In the North West province, the provincial agriculture department spent a mere R3.7 million of the R31.2 million given for fodder, but the fodder was not properly distributed
DA provincial spokesperson for agriculture and rural development, Jacqueline Theologo, said the R3.7 million was spent on 48,572 bags of fodder but only 20 bags were distributed to 242 farmers, something that raised suspicion about a cover-up and possible corruption.
As the hardest-hit province along with Eastern Cape, Free State farmers were reeling from the weight and effect of the drought. FF Plus MP and member of the National Council of Provinces for Free State, Armand Cloete, blamed the provincial government for failing to deal with water leakages, worsening the water crisis in the province.
Former water and sanitation minister Gugile Nkwinti confirmed that Mangaung Metro alone lost more than 13 billion litres of water due to preventable water losses during the 2017/18 financial year. This translated to a loss of 36 million litres of water a day.
While Inyanda acknowledged the role of climate change in exacerbating the water crisis, the body was adamant that government must shoulder the blame. “Government is also complicit in this crisis through corruption, a lack of water management, poorly maintained bulk water infrastructure and poorly skilled persons dealing in water affairs at municipal level,” it said.

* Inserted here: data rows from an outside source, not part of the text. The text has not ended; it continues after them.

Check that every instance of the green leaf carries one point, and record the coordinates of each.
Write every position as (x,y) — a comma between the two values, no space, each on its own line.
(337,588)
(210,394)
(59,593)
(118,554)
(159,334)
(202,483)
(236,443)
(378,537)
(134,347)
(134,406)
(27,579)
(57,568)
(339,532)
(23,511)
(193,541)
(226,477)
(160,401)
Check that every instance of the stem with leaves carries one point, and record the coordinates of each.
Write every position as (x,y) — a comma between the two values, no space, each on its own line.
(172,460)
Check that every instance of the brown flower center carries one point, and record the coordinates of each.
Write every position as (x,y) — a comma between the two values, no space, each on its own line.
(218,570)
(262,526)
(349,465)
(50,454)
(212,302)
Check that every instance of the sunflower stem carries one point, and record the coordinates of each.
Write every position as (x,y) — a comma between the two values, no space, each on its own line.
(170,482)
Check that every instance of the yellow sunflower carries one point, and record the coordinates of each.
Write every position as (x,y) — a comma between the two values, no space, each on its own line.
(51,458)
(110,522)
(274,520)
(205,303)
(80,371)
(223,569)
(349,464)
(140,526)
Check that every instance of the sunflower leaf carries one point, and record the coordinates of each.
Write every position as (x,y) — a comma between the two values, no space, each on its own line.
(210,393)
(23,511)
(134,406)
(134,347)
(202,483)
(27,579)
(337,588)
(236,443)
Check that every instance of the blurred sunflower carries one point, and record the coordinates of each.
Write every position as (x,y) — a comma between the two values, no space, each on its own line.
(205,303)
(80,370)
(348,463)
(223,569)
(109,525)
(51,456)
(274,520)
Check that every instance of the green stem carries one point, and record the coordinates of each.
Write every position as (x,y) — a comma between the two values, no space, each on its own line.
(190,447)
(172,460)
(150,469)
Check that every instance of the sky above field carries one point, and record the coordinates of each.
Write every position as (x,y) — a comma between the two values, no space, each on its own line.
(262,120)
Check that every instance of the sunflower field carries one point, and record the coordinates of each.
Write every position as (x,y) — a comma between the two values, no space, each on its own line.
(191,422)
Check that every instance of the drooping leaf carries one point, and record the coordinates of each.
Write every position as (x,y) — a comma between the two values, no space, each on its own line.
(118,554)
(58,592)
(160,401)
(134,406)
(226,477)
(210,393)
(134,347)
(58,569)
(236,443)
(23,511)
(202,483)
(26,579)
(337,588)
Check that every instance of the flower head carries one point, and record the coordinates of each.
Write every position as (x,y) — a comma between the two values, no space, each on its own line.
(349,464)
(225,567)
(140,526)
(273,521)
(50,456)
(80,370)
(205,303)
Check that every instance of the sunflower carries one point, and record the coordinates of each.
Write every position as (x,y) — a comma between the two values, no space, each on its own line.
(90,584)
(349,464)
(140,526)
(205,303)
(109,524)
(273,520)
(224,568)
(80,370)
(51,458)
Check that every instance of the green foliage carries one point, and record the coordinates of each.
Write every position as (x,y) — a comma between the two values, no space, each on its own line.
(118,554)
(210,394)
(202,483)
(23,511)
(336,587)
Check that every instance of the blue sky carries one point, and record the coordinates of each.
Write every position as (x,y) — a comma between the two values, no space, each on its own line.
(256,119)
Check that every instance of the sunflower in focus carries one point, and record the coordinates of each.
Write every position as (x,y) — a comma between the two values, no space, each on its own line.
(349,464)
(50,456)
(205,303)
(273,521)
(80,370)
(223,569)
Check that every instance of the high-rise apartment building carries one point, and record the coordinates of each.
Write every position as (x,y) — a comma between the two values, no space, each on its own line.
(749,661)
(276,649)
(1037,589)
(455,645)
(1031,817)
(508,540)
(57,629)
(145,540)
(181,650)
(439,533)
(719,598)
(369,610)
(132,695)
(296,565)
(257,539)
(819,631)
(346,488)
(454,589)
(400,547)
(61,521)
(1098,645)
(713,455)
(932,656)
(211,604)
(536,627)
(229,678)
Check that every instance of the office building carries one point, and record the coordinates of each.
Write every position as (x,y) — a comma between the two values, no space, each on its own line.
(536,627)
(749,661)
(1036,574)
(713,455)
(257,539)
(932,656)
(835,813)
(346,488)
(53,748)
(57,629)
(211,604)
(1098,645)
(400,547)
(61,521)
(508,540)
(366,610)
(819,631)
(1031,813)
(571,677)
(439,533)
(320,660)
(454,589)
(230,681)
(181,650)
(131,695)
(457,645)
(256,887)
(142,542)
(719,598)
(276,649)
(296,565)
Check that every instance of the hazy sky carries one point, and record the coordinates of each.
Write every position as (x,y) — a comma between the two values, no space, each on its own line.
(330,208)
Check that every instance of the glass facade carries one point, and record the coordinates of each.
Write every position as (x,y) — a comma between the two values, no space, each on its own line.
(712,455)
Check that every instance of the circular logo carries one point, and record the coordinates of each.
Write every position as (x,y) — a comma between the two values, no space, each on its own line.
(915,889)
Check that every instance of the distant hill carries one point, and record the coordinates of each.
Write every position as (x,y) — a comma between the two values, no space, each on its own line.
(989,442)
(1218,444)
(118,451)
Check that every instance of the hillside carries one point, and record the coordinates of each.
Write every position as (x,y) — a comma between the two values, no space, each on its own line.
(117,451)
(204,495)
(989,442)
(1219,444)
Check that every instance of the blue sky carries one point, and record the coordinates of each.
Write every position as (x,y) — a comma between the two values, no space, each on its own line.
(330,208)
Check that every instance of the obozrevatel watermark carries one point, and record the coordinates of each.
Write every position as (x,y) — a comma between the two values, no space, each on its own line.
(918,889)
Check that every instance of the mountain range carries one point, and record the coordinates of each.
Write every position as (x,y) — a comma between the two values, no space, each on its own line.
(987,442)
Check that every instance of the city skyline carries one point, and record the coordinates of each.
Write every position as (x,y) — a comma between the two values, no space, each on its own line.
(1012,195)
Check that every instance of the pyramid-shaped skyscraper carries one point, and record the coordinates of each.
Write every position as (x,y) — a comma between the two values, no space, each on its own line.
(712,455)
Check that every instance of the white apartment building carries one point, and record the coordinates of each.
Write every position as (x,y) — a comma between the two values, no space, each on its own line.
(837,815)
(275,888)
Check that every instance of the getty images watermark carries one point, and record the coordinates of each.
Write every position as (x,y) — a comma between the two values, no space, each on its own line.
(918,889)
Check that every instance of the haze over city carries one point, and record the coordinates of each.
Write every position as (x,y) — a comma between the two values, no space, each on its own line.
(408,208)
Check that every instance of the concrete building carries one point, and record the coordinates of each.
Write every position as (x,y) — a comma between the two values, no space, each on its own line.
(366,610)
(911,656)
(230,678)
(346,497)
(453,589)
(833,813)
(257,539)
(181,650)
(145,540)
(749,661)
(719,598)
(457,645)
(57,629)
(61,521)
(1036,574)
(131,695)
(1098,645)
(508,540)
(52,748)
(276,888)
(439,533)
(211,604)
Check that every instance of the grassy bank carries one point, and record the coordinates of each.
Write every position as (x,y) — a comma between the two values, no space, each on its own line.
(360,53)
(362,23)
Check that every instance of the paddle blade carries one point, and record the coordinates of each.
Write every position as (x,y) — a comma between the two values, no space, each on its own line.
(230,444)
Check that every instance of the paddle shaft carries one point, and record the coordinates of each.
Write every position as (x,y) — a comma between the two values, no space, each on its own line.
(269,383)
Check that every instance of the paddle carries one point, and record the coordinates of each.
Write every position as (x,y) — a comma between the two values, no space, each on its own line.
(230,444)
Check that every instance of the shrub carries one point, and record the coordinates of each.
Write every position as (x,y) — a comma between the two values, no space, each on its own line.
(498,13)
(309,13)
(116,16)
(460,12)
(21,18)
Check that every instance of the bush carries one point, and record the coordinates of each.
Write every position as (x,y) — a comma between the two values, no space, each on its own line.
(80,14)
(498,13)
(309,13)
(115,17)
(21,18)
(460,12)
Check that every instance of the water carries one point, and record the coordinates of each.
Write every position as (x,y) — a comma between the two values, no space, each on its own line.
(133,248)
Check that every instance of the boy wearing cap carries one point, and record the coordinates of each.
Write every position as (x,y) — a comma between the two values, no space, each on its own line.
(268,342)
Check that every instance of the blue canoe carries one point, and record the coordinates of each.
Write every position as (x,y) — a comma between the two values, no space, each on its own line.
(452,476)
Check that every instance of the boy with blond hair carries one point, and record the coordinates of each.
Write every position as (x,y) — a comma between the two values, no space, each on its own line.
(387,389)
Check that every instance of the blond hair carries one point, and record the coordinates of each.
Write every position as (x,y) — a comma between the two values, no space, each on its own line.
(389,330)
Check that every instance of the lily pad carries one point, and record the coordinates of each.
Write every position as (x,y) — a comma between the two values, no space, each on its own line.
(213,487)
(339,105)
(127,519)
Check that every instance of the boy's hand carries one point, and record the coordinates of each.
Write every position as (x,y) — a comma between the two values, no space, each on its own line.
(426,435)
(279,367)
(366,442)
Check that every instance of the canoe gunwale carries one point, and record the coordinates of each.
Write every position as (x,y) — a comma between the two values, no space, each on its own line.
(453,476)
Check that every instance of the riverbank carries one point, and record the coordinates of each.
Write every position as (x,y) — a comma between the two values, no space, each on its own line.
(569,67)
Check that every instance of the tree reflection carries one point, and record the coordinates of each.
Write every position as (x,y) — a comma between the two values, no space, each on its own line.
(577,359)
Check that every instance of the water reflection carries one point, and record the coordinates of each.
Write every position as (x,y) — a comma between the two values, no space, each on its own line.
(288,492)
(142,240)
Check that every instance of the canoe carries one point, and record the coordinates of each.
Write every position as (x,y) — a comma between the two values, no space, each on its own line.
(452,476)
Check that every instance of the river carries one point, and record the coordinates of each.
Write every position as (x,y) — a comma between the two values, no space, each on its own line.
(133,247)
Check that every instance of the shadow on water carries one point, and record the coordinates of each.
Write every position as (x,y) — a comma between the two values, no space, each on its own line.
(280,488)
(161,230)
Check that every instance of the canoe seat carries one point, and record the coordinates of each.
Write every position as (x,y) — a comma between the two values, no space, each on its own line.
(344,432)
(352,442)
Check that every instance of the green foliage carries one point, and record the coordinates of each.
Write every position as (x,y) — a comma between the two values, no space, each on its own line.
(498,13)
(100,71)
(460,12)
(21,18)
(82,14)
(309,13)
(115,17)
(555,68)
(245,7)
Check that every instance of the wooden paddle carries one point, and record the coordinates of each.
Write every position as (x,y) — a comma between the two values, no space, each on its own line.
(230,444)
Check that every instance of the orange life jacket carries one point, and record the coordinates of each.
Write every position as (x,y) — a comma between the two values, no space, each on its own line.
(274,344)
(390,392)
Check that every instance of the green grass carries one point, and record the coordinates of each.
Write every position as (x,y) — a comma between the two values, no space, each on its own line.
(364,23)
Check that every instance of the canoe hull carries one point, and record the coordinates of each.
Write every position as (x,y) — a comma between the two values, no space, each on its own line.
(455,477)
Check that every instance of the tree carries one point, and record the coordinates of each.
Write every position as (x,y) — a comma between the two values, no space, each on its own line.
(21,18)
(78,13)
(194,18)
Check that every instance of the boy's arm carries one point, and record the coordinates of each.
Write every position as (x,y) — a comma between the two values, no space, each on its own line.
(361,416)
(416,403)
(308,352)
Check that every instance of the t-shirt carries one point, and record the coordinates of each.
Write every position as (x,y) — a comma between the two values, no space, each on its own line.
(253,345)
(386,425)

Afasa was concerned that reports from the Department of Water Affairs (DWS) showed that dam levels were lower in every province compared to the same time last year.
The DWS said that Limpopo, North West and Eastern Cape dam levels had last week dropped to below 50%.
Parts of the Eastern Cape are already experiencing severely dry conditions that have prompted the provincial government to declare them natural disasters. “Consequently, the Premier of the EC province is considering a request to meet with the farmers who are seeking government intervention on their situation,” a department statement said
The water shortage, particularly in Gauteng and Free State, was exacerbated by the shutting down of the Lesotho Highlands Water Project (LHWP) for inspection and maintenance purposes. The DWS said the two-month shutdown from 1 October to 30 November 2019 would result in no transfer of water into the Integrated Vaal River System. The last shutdown for maintenance was conducted during the same period in 2012.
The Katse Dam in the Lesotho Highlands, which is the key back-up system for South Africa, was reportedly down to 13.6% full from 49% this time last year.